Although they have become more optimistic about future growth in the last year, small and medium-sized enterprises (SMEs) in Scotland are adrift of the UK average in terms of their projections of turnover rises over the next five years.
In the UK as a whole, SMEs are forecasting 134% aggregate growth in annual turnover on a five-year view.
The survey, published yesterday by banking group Santander, focuses on businesses with an annual turnover of £20 million or less.
In 2012, Scottish SMEs had forecast 91% aggregate growth in annual turnover over the following five years.

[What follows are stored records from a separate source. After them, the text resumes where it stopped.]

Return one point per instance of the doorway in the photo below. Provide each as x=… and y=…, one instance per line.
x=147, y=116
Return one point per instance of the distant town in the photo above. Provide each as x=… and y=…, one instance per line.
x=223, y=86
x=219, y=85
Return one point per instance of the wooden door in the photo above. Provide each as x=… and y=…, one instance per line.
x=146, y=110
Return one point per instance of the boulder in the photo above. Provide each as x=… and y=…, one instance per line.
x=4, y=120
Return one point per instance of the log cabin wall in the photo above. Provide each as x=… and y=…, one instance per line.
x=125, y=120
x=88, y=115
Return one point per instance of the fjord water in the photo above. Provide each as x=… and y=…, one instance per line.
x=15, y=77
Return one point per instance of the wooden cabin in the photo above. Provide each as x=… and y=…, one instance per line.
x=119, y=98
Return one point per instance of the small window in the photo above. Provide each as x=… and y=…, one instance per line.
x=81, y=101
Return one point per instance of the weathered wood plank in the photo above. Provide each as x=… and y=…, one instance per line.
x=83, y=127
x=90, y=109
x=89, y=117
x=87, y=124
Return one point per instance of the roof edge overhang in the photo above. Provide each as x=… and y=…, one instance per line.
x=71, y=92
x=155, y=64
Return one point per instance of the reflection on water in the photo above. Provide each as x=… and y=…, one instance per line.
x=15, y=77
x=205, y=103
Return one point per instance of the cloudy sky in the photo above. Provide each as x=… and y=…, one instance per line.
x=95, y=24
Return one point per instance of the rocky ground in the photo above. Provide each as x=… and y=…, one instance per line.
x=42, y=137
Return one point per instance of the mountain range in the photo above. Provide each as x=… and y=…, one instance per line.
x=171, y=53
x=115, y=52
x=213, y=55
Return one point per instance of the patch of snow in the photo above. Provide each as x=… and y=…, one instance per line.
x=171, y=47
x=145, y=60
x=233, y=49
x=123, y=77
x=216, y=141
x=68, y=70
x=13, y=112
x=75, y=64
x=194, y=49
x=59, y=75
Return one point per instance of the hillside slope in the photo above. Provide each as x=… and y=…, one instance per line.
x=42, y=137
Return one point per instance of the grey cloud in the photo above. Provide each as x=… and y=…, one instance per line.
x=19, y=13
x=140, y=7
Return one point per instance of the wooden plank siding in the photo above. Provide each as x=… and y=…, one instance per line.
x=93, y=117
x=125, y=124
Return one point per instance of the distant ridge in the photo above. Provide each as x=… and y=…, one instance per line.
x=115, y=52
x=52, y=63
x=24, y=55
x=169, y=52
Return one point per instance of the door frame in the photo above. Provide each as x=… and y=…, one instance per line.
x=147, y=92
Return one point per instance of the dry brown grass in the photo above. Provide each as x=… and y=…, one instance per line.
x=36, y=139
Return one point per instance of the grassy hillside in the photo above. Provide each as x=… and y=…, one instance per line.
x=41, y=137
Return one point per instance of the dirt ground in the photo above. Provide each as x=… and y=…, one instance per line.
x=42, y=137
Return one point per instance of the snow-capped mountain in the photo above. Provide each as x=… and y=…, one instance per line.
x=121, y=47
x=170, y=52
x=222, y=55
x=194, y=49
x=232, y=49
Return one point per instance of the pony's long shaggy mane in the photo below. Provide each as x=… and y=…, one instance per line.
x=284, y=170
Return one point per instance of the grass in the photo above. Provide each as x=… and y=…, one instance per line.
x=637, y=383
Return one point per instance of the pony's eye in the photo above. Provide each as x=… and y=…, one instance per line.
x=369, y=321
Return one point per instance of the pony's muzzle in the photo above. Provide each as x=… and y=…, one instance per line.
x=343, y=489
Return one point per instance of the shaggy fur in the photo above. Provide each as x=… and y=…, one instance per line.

However, while their latest projection is a significant improvement on this, it is well adrift of their collective forecast in 2011 of 194% growth in turnover over a five-year period.
The proportion of Scottish businesses citing organic growth as an immediate priority jumped to 35% in the latest survey, from 11% in 2012, having stood at 33% in 2011.
In what Santander hailed as a further sign of increased confidence, the proportion of Scottish business owners looking to start a new venture climbed to 12% from 2% in 2012.
There was a drop in the proportion of Scottish businesses citing "survival" as an immediate priority, to 60% from 69% in 2012. However, the 60% figure was still greater than the corresponding proportion of 55% in 2011.
Santander's survey showed a growing appetite for acquisitions among UK SMEs.
Of Scottish SMEs surveyed, 68% reported that a challenging trading environment was the biggest barrier to growth, up from 41% in 2012. Access to capital was reported by 31% of Scottish businesses as a major barrier to growth, up from 21% in 2012 and 10% in 2011.
Graham Silcock, regional director in Santander's corporate and commercial banking division, said: "Understandably, many businesses in Scotland remain cautious, in the current trading environment. However, our latest growth survey reveals a more optimistic five-year growth outlook compared to 2012. It has also found that since 2011, when our first report was published, more SMEs in the UK are looking at acquisitions to spur growth as well as investing in organic expansion."